Das liegt daran, dass Berge nicht nur aus festem Gestein bestehen, sondern auch aus Erde, Sand, Schotter und losen Felsblöcken. Das Eis verbindet diese Masse zu einem kompakten Festkörper. Wenn der ständig gefrorene Anteil zu tauen beginnt, geht dieser Klebstoff verloren, die Hänge werden instabil und es kann zu Felsrutschen kommen.
Muss ich nun also Angst haben, in die Berge wandern zu gehen?
Ich sage Nein. Schwere Unglücke durch Bergrutsche werden sehr selten bleiben. Da muss man zur falschen Zeit am falschen Ort sein. Außerdem betrifft das Gletscher- und Hochtouren ab einer Höhe von mindestens 2.500 Metern. Durchschnittliche Wander:innen sollten in diesen Gefahrenzonen nicht unterwegs sein. Aber sehr wohl muss ich mich auf zusätzliche Gefahren im kleinen Rahmen einstellen. Besonders an heißen Tagen.
Wie kann ich mich als Bergsteiger vor solchen Gefahren schützen?

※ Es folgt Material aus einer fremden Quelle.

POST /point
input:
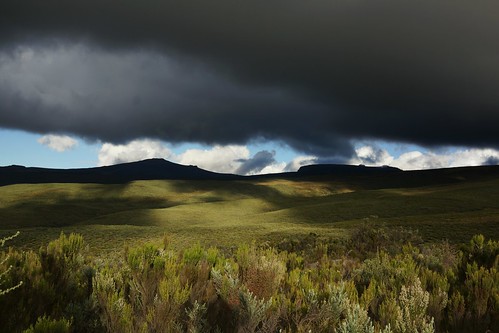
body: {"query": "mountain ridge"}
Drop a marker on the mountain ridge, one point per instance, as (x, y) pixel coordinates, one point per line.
(161, 169)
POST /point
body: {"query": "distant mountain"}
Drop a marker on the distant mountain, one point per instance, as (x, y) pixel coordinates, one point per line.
(114, 174)
(366, 177)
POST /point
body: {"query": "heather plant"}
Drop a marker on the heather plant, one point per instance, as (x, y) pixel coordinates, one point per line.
(256, 289)
(47, 325)
(412, 318)
(5, 270)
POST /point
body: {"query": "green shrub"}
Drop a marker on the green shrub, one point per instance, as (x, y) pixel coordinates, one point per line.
(48, 325)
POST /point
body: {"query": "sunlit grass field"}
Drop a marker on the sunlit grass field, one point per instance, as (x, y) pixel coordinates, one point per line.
(227, 213)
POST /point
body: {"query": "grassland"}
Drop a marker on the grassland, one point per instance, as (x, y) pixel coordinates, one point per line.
(226, 213)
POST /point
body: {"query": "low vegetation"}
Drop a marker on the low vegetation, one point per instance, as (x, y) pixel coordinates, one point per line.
(228, 213)
(380, 279)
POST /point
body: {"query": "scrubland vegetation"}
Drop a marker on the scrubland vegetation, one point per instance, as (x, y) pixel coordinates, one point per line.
(379, 279)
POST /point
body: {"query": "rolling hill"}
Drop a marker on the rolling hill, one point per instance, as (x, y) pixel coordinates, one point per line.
(142, 201)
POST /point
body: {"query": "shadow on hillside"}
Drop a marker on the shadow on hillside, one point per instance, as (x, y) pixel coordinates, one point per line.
(58, 209)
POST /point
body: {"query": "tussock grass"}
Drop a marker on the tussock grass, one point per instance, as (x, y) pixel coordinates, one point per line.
(226, 213)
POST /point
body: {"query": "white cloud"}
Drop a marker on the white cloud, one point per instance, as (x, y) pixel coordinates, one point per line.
(300, 161)
(415, 160)
(134, 151)
(59, 143)
(226, 159)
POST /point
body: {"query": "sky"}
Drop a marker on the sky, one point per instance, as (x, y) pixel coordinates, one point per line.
(249, 87)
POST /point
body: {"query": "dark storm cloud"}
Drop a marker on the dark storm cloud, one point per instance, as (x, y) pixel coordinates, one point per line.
(257, 163)
(492, 160)
(314, 74)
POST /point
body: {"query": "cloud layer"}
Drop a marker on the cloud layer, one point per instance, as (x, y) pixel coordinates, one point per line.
(417, 160)
(59, 143)
(313, 74)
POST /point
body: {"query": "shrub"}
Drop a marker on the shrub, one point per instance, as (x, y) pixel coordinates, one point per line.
(48, 325)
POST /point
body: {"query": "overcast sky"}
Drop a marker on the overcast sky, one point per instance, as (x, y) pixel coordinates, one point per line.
(255, 86)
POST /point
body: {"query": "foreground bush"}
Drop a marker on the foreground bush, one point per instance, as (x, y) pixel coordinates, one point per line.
(417, 288)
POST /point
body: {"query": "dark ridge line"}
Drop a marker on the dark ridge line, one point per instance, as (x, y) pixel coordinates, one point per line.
(160, 169)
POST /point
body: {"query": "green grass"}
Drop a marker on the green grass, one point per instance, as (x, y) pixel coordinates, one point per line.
(226, 213)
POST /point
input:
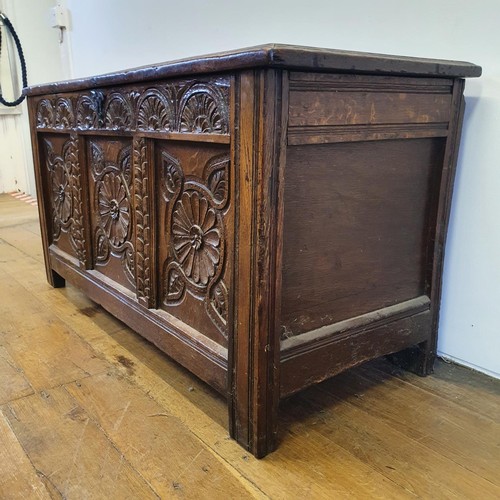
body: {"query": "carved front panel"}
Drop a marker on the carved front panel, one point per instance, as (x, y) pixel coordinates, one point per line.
(63, 185)
(185, 106)
(112, 210)
(195, 237)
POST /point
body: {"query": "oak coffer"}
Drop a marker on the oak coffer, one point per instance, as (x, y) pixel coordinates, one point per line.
(268, 217)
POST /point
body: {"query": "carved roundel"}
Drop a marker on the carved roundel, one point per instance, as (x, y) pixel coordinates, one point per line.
(114, 208)
(196, 231)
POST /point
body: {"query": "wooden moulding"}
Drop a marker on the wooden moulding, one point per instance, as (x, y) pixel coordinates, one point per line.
(319, 354)
(205, 359)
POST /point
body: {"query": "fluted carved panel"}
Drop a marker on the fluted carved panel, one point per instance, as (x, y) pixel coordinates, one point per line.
(197, 204)
(143, 240)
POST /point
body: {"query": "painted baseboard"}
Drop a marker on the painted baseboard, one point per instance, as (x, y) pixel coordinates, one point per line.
(459, 361)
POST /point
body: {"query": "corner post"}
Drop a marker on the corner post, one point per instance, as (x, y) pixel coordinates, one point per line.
(254, 354)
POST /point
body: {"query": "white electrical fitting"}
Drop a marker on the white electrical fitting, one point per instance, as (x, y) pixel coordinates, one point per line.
(59, 19)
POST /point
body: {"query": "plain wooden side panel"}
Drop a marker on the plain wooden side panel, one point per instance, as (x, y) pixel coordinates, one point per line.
(356, 108)
(355, 228)
(315, 364)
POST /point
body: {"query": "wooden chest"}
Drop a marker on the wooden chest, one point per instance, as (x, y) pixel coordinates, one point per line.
(268, 217)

Bei der Tourenplanung ist es extrem wichtig, die aktuellen Verhältnisse zu er- und hinterfragen, weil die Bergführerliteratur oft mehrere Jahre alt ist. Vor allem rate ich, die lokale Expertise ernst zu nehmen. Auf den Alpenvereinshütten arbeiten sehr erfahrene Wirtsleute, die genau Auskunft darüber geben können, wo erhöhtes Risiko herrscht. Diese Bereiche sollte man meiden und im Notfall lieber einen Umweg in Kauf nehmen. Ich gebe außerdem mehr acht auf steinschlaggefährdete Passagen. Wenn ich zum Beispiel viel lockeres Gestein in oder am Fuß von Flanken sehe oder lose Felsen am blanken Eis liegen, ist Vorsicht geboten. Gegen Stürze in Gletscherspalten kann ich mich gut schützen, indem ich mich anseile.
Wie genau wird der schmelzende Permafrost beobachtet?

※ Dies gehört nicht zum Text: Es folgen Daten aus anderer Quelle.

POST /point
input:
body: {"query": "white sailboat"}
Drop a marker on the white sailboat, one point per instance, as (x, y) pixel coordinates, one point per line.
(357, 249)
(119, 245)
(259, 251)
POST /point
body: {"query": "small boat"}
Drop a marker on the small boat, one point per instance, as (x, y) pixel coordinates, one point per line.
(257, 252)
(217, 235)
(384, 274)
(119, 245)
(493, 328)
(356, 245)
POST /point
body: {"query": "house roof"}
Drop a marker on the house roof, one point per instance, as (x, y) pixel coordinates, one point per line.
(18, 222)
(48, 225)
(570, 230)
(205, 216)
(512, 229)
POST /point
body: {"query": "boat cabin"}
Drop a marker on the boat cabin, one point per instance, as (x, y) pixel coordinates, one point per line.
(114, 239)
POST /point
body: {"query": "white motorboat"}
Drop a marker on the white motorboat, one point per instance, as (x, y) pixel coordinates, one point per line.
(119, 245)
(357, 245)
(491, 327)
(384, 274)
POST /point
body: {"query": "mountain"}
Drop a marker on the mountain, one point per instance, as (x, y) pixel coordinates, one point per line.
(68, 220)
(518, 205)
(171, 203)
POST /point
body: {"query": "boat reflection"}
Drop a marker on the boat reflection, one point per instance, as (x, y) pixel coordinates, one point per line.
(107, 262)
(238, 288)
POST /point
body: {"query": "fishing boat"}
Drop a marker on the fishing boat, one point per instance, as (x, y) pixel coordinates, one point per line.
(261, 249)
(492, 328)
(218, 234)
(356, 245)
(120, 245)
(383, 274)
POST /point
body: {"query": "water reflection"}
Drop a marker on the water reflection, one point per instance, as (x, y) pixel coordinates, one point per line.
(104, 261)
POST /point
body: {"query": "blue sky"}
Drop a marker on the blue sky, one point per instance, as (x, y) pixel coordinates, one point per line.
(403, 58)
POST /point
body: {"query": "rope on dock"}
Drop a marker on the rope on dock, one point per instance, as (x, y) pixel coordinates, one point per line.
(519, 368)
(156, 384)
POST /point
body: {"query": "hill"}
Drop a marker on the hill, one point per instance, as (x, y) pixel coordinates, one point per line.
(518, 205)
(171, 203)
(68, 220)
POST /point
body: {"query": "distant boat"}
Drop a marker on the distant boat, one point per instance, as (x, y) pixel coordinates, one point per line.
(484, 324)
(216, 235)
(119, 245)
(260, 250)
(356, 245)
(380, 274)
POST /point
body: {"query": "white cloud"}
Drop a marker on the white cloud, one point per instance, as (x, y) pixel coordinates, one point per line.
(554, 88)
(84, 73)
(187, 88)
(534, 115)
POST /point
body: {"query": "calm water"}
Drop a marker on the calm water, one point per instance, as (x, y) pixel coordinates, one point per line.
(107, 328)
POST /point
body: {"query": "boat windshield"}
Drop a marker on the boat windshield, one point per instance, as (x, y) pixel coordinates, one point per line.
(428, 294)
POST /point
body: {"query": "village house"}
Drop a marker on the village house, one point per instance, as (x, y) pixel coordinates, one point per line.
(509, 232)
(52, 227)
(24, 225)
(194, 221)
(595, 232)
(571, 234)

Universitäten und Forschungseinrichtungen beobachten und erforschen den Rückgang des Permafrosts. Außerdem sind sie in der Lage, mit seismischen und akustischen Messungen sowie der Erfassung von Spalten die Bewegung der Berge aufzuzeichnen. So können Entwicklungen ziemlich genau abgebildet werden.
Also lassen sich solche Ereignisse vorhersagen?
Nur bedingt, denn diese Technologie kommt nur dort zum Einsatz, wo zivile Infrastruktur oder sehr stark frequentierte Bergwege bedroht sind. Die ganzen Alpen könnten niemals unter Beobachtung gestellt werden, da das Gebiet viel zu groß wäre.
Das heißt, Bergstürze können auch Infrastruktur treffen?
Ja, Erdrutsche in den Alpen können vereinzelte Gehöfte, Verkehrswege und Siedlungen erreichen. Deswegen gibt es Ämter, die die Aufgabe haben, Naturgefahren im Auge zu behalten und im Ernstfall eine Evakuierung zu veranlassen. So wie im Schweizer Brienz, wo vergangene Woche ein Felsrutsch das Dorf nur knapp verfehlte. Das hatte allerdings nichts mit Permafrost zu tun. Der Berg war dort schon lange in Bewegung und drohte abzurutschen.
Muss man auch darüber nachdenken, Berge zu sperren?
Da muss man die Kirche im Dorf lassen. Es macht keinen Sinn, jetzt zum Beispiel die ganze Silvretta, wo sich das Fluchthorn befindet, zum Krisengebiet zu erklären. Allerdings ist davon auszugehen, dass sich noch einiges an instabilem Material in den Hängen befindet und mit weiteren Felsstürzen gerechnet werden muss. Deswegen kann der Alpenverein, der für die Wege in den Bergen zuständig ist, gemeinsam mit Geolog:innen sowie mit Ortsgemeinden eine Sperrung von einzelnen Pfaden veranlassen, um Schaden zu vermeiden. Aber die Witterung wird dafür sorgen, dass sich das Gelände auch wieder stabilisiert, und dann wird man auch wieder neue Wege finden und anlegen.
Wie gefährdet sind Berghütten?
Für Hütten sehe ich das Risiko nahe bei null. Die Alpenvereinshütten stehen in der Regel auf Anhöhen, wo sie vor Bergstürzen gut geschützt sind, und nicht unterhalb von Hängen. Im Winter werden manchmal Hütten durch Lawinen beschädigt, aber dann sind sie meist auch nicht bewohnt. Mir ist keine Hütte bekannt, die von einem Bergsturz zerstört wurde. Welche Problematik es aber sehr wohl gibt, ist, dass Fundamente von auf Permafrost gebauten Schutzhäusern instabil werden. Dann muss man überprüfen, ob die Hütte bautechnisch verstärkt werden muss.